Voce su Giusy Potenza

Uno scorcio panoramico sul golfo di Manfredonia in provincia di Foggia (di Steff60, licenza CC BY-SA 3.0)
Giuseppina Potenza, detta Giusy, 15 anni, fu trovata morta il 13 novembre 2004 vicino a una scogliera nei pressi dello stabilimento ex Enichem di Manfredonia, la città dove viveva in provincia di Foggia. Il cadavere aveva il volto sfigurato.[1]

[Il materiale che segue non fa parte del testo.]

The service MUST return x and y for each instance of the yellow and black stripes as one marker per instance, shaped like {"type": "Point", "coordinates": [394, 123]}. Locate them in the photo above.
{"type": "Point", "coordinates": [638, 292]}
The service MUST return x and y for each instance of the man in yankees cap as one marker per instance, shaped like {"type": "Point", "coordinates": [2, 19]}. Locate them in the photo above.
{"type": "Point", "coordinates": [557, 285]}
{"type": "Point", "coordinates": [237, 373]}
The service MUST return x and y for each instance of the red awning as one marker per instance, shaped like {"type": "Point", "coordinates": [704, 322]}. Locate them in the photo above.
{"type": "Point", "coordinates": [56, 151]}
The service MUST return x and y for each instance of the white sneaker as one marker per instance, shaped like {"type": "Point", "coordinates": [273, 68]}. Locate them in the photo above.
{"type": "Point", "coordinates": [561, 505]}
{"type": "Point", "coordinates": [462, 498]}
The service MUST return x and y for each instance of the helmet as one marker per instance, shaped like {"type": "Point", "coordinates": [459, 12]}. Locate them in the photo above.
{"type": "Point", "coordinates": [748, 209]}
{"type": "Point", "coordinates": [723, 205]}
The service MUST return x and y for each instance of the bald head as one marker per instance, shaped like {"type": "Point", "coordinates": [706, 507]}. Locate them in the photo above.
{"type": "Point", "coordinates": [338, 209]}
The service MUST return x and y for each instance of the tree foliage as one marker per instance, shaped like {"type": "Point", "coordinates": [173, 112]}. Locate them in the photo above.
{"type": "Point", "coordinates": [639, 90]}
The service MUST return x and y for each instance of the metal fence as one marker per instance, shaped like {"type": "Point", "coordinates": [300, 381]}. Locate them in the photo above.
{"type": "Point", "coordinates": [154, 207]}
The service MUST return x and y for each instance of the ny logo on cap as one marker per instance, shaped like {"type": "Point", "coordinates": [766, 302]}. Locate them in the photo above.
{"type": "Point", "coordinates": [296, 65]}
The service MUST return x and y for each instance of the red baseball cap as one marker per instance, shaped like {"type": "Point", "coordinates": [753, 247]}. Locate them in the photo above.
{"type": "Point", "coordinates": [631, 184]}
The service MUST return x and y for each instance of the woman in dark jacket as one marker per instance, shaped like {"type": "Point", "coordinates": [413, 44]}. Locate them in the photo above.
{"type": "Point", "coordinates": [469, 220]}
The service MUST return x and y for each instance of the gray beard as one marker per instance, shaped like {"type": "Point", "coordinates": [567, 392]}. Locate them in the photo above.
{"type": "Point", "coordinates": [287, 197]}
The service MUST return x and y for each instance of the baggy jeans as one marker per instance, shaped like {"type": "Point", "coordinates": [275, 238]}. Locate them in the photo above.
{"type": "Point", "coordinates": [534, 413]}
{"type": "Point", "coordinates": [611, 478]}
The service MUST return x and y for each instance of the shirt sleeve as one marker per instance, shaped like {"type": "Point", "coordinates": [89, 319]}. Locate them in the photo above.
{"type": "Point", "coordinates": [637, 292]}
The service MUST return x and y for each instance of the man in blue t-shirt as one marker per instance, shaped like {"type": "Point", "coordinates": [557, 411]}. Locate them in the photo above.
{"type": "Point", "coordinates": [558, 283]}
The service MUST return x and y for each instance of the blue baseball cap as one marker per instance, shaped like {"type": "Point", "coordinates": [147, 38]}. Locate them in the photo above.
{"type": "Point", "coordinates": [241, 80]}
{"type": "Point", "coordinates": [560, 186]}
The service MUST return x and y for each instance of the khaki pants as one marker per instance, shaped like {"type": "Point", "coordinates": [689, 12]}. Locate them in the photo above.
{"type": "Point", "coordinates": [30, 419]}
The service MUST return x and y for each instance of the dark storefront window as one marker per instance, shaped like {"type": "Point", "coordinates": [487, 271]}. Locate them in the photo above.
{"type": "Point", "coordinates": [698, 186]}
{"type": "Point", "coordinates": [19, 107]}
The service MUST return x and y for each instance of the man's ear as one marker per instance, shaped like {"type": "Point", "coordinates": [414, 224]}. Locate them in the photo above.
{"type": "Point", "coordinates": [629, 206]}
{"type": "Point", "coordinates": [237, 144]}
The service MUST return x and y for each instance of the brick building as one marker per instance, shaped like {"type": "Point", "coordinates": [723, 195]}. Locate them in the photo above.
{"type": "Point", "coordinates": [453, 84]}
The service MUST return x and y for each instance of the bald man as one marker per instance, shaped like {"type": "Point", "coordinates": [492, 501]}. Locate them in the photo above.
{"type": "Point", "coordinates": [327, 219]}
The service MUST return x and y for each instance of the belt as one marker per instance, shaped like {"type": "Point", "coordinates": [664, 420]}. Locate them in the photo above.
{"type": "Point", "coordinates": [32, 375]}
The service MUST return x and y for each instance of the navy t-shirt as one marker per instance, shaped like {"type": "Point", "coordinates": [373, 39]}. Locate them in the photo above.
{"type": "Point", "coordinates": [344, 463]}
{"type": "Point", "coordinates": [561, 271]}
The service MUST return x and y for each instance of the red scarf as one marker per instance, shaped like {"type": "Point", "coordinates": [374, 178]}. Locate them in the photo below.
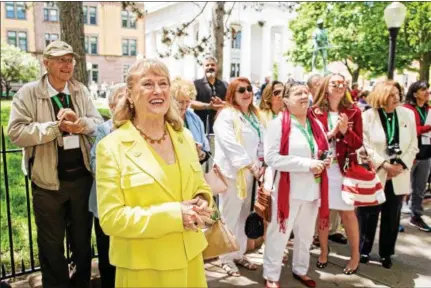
{"type": "Point", "coordinates": [284, 185]}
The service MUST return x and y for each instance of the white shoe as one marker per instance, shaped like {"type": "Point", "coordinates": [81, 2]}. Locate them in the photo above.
{"type": "Point", "coordinates": [405, 209]}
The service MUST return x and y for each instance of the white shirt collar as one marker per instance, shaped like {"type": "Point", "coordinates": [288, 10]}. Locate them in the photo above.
{"type": "Point", "coordinates": [52, 92]}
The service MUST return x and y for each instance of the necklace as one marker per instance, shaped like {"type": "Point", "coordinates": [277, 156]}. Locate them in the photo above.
{"type": "Point", "coordinates": [151, 140]}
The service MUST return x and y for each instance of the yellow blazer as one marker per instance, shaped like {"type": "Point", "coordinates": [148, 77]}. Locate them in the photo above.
{"type": "Point", "coordinates": [137, 209]}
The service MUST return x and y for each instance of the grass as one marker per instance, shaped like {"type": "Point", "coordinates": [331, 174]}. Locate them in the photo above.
{"type": "Point", "coordinates": [18, 203]}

Il mese successivo, grazie alla prova del DNA, gli investigatori riuscirono a risalire al cugino del padre della vittima, Giovanni Potenza, pescatore di 27 anni. Costui, dopo il fermo, aveva confessato il delitto. Secondo quanto da lui dichiarato, il giovane portava avanti una relazione segreta con la quindicenne.[2] Il 12 novembre Giovanni e la cugina di secondo grado si erano incontrati per l'ennesima volta e avrebbero consumato un rapporto sessuale. Dopodiché il ventisettenne le avrebbe proposto di chiudere la relazione perché quella situazione lo metteva in difficoltà, essendo lui sposato e padre di due figli.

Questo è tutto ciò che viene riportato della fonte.